第3章 ロングバージョン
「ちょっと待っ、待ってください!どうして黄瀬さんが……いや、一体いつから居たんですか?も、もしかして」
「ん〜?久しぶりだね、って辺りから?」
「それ、最初からじゃ」
(ふたりに……というか、悠にまんまとヤラれた)
「いやぁ、楽しかったっスわ」
ダラダラと汗をかく結の隣で、黄瀬は爽やかに微笑んだ。
先程のイケメン店員が、自分よりレベルの高い黄瀬を直立不動で見送る中、スマートなエスコートで店を出た結は、「ハイ、これ着て」と広げられた上着に渋々手を通した。
(も、カッコ良すぎ……ズルい)
「じゃ、行こっか」
ニットの上にさらりと羽織ったチェスターコートに、細身のパンツを合わせるセンスの良さはさすがというべきか。
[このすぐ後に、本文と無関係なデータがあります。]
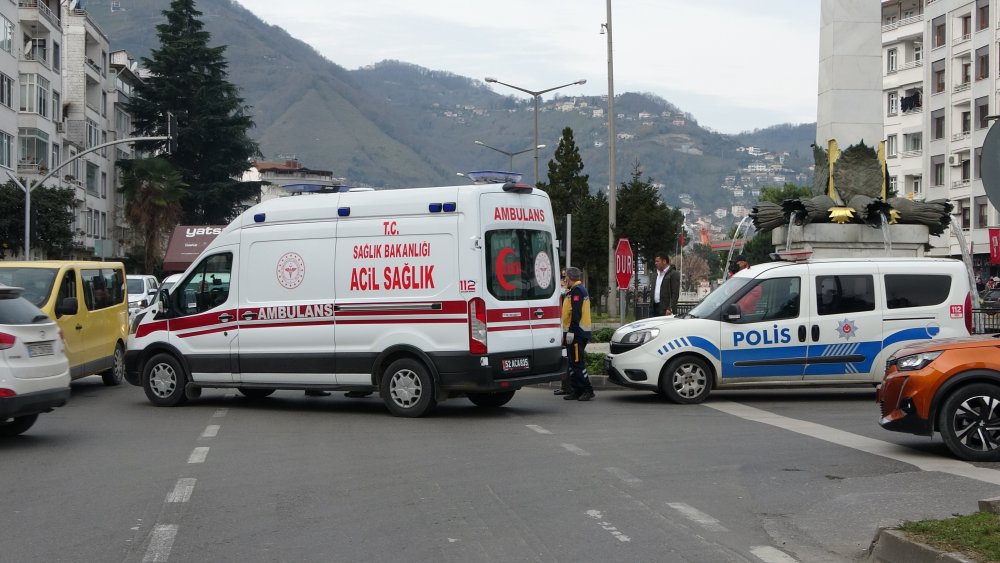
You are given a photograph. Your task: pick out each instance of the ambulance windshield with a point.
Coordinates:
(719, 297)
(520, 264)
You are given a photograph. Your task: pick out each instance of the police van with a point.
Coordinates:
(810, 322)
(417, 294)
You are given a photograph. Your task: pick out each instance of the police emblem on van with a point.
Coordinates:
(510, 365)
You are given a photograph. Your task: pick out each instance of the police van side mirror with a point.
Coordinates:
(732, 313)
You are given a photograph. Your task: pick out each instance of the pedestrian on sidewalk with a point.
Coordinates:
(576, 333)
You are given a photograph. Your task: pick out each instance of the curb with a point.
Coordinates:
(893, 546)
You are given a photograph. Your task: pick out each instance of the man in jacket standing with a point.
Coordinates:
(668, 286)
(576, 334)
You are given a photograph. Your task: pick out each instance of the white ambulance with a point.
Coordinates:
(418, 294)
(812, 322)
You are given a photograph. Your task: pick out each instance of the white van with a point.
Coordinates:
(419, 294)
(815, 322)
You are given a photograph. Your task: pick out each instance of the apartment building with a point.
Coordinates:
(938, 89)
(69, 96)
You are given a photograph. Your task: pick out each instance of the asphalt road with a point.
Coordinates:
(771, 476)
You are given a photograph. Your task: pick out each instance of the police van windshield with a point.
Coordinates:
(719, 297)
(37, 282)
(520, 264)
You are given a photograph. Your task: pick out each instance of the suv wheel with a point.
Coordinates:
(970, 422)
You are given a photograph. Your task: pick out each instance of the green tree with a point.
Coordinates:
(52, 211)
(642, 217)
(189, 79)
(153, 191)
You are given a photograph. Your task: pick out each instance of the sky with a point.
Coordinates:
(734, 65)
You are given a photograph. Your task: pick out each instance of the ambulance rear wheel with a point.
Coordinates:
(686, 380)
(407, 388)
(163, 380)
(491, 400)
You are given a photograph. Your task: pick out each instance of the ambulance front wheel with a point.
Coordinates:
(407, 388)
(686, 380)
(163, 380)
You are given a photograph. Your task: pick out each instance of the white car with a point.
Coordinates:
(141, 292)
(34, 371)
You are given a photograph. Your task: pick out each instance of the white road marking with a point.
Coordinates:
(625, 476)
(574, 449)
(770, 554)
(618, 535)
(160, 543)
(182, 490)
(924, 461)
(698, 517)
(198, 455)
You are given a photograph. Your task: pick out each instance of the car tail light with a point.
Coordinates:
(968, 312)
(477, 326)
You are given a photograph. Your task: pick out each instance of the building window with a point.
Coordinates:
(940, 36)
(937, 124)
(6, 35)
(34, 146)
(6, 150)
(982, 111)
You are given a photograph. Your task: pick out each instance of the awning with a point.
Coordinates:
(186, 244)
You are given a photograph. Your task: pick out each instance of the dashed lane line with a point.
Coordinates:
(698, 517)
(924, 461)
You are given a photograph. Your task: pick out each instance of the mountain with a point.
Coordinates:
(395, 124)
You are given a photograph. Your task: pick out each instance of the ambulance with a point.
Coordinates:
(795, 323)
(416, 294)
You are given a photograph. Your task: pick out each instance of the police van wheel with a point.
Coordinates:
(491, 400)
(407, 388)
(163, 380)
(969, 423)
(116, 374)
(686, 380)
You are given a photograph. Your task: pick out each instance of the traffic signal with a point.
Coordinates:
(171, 133)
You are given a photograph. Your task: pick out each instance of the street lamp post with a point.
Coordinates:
(511, 155)
(535, 94)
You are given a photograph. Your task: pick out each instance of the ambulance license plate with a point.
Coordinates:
(514, 365)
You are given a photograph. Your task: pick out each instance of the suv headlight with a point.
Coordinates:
(917, 361)
(640, 336)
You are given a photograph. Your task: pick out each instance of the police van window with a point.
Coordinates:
(836, 295)
(770, 300)
(520, 264)
(909, 290)
(207, 286)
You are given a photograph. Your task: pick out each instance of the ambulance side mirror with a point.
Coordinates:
(732, 313)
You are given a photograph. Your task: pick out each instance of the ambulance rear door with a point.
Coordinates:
(521, 288)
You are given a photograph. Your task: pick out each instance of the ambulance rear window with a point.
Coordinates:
(520, 264)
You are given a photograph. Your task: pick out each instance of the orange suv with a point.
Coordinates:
(951, 386)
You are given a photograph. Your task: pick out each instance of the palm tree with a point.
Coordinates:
(153, 189)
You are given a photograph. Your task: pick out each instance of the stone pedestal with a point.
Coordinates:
(830, 240)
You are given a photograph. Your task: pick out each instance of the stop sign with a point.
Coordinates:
(623, 263)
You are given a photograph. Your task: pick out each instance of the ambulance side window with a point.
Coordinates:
(207, 286)
(837, 295)
(770, 300)
(520, 264)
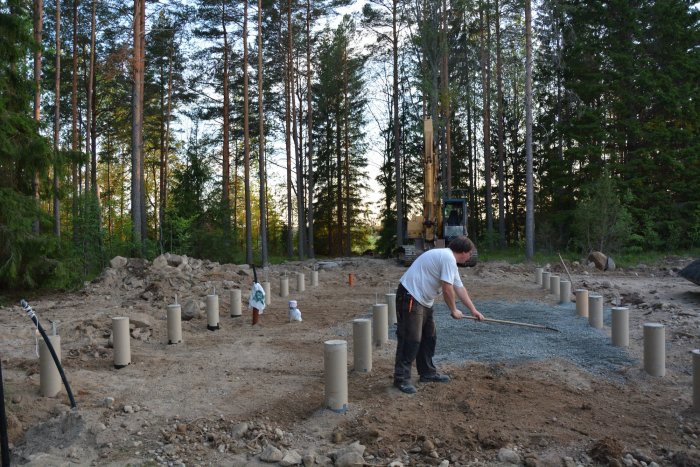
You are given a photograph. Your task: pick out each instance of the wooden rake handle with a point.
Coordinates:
(514, 323)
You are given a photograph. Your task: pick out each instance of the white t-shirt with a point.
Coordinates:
(424, 278)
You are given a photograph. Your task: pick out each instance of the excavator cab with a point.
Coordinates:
(454, 214)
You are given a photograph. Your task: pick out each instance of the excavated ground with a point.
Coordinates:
(249, 395)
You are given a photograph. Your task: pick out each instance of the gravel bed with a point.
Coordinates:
(576, 341)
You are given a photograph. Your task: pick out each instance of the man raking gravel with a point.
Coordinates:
(433, 272)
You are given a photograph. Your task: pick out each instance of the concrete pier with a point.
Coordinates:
(335, 362)
(49, 377)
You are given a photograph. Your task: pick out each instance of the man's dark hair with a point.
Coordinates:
(461, 244)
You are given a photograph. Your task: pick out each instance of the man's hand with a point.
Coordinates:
(457, 314)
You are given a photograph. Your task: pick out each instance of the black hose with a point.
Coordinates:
(3, 425)
(32, 315)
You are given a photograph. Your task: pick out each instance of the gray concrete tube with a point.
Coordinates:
(235, 303)
(564, 292)
(212, 302)
(380, 324)
(335, 363)
(696, 380)
(301, 282)
(554, 283)
(545, 279)
(654, 349)
(49, 377)
(268, 295)
(582, 302)
(284, 286)
(362, 345)
(620, 326)
(121, 341)
(391, 304)
(595, 310)
(174, 318)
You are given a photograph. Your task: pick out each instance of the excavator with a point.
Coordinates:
(442, 219)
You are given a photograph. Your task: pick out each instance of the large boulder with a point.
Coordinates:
(601, 261)
(691, 272)
(118, 262)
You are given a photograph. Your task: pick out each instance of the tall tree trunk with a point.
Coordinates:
(261, 144)
(299, 160)
(38, 25)
(287, 126)
(530, 192)
(486, 84)
(346, 146)
(57, 124)
(309, 129)
(165, 155)
(226, 168)
(137, 129)
(397, 128)
(501, 133)
(339, 180)
(447, 111)
(74, 120)
(91, 102)
(142, 191)
(246, 142)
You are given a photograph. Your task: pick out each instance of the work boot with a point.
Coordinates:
(406, 388)
(436, 378)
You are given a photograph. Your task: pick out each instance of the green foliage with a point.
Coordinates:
(88, 237)
(601, 222)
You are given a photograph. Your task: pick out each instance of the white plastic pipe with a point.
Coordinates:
(582, 302)
(380, 324)
(391, 304)
(301, 284)
(268, 295)
(284, 286)
(595, 311)
(212, 312)
(696, 380)
(564, 292)
(49, 377)
(235, 303)
(554, 282)
(654, 349)
(174, 324)
(335, 363)
(362, 345)
(121, 341)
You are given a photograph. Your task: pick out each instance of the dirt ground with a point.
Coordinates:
(254, 395)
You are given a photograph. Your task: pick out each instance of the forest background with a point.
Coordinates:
(135, 128)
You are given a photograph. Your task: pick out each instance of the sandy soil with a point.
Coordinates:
(228, 397)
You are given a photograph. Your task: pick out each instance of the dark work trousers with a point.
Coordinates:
(416, 337)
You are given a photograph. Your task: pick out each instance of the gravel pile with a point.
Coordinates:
(587, 347)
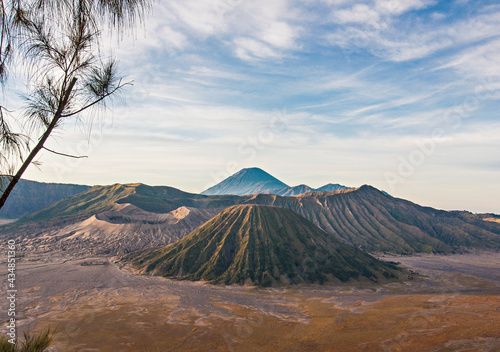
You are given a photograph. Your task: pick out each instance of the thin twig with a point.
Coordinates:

その立ち姿は、高校生とは思えない大人の色香を漂わせて、様になるというレベルを遥かに越えていた。
さっきから何人の女性が、惚けた顔で振り返って彼に視線を送っていることだろう。
「晩ゴハンにはまだ早いし、映画でも観るっスか?」
「え?でも、今日は……」
頬を刺す二月の空気の下、するりと絡まってくる指だけがポカポカと温かい。
「お友達のことは心配しなくても大丈夫っスよ。夜は、美味しいイタリアンの店とかどうスか?」
「美味しいイタリアン……ハッ」
慌てて口を塞いだが、時すでに遅し。
黄瀬は顔を背けて、肩をぷるぷると震わせていた。
「も、ホント、結は色々とダダ漏れっスね。さっきも……」
「さ、さぁ!映画行きましょうか、映画!」
その言葉を遮るように歩き出した結は、繋いだ手を強く引かれて彼の胸に閉じこめられていた。
「んな慌てなくても、映画もオレも逃げないっスよ。てか、今日はめずらしく膝出しちゃって」
「こ、これは、あの、その」
「そんな顔したら……ここでキス、するよ?」
「!?」
からかうように近付く彼の金髪が、冷たい頬をサラリと掠める。
「何照れてんの、もう」
キスなら何度もしたっしょ?と耳に息を吹き込まれて、結は繋いだ手をキツく握りしめた。
「ハハ、かわい」
「……っ」
映画を見ている間も離されることのない指先に意識を支配されて、スクリーンに写し出される内容は頭に少しも入って来なかった。